2. Aux termes de l'article L. 721-3 du code de l'entrée et du séjour des étrangers et du droit d'asile : " L'autorité administrative fixe, par une décision distincte de la décision d'éloignement, le pays à destination duquel l'étranger peut être renvoyé en cas d'exécution d'office () d'une peine d'interdiction du territoire français (). ".

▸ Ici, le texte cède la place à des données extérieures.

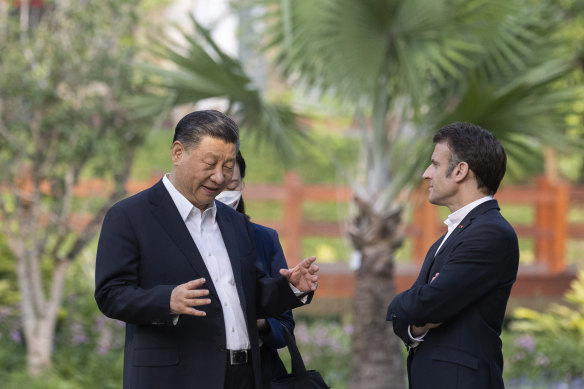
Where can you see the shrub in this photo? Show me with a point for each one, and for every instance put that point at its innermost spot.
(548, 346)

3. Aux termes de l'article L. 121-1 du code des relations entre le public et l'administration : " Exception faite des cas où il est statué sur une demande, les décisions individuelles qui doivent être motivées en application de l'article L. 211-2, ainsi que les décisions qui, bien que non mentionnées à cet article, sont prises en considération de la personne, sont soumises au respect d'une procédure contradictoire préalable ". Cette garantie procédurale ne peut être écartée que dans les cas énumérés aux 1° à 4° de l'article L. 121-2, et en particulier " en cas d'urgence " ou " lorsque leur mise en œuvre serait de nature à compromettre l'ordre public ". Selon l'article L. 122-1 de ce code : " Les décisions mentionnées à l'article L. 211-1 n'interviennent qu'après que la personne intéressée a été mise à même de présenter des observations écrites et, le cas échéant, sur sa demande, des observations orales. Cette personne peut se faire assister par un conseil ou représenter par un mandataire de son choix. () ". La décision fixant le pays à destination duquel un étranger doit être éloigné en vue de l'exécution d'une mesure judiciaire d'interdiction du territoire français constitue une mesure de police qui est soumise aux dispositions précitées de l'article L. 121-1 du code des relations entre le public et l'administration, en l'absence d'une procédure contradictoire particulière prévue avant l'édiction d'une telle décision.

4. M. A se disant El Ayadi soutient que l'autorité préfectorale a méconnu le principe du contradictoire. Le préfet en défense n'a produit ni mémoire ni pièce et ne justifie donc aucunement de la procédure contradictoire préalable obligatoire. Il ne ressort également pas des pièces du dossier que cette procédure relèverait des cas dans lesquelles elle peut être écartée en application des 1° à 4° de l'article L. 121-2 cité au point précédent. Dans ces conditions, l'intéressé est fondé à soutenir que l'arrêté attaqué a été pris au terme d'une procédure irrégulière et, par suite, fondé à en demander l'annulation.

5. Enfin, l'annulation prononcée n'implique aucune injonction.

D E C I D E :

Article 1er : L'arrêté du 20 février 2025 par lequel le préfet d'Eure-et-Loir a fixé le pays à destination duquel M. A se disant El Ayadi pourra être éloigné d'office est annulé.

Article 2 : Le surplus des conclusions de la requête de M. A se disant El Ayadi est rejeté.

Article 3 : Le présent jugement sera notifié à M. A se disant Rabih El Ayadi et au préfet d'Eure-et-Loir.

Rendu public par mise à disposition au greffe le 5 mars 2025.

Le magistrat désigné,

G. GIRARD-RATRENAHARIMANGA

Le greffier,

S. BIRCKEL

La République mande et ordonne au préfet d'Eure-et-Loir en ce qui le concerne ou à tous commissaires de justice à ce requis en ce qui concerne les voies de droit commun contre les parties privées de pourvoir à l'exécution du présent jugement.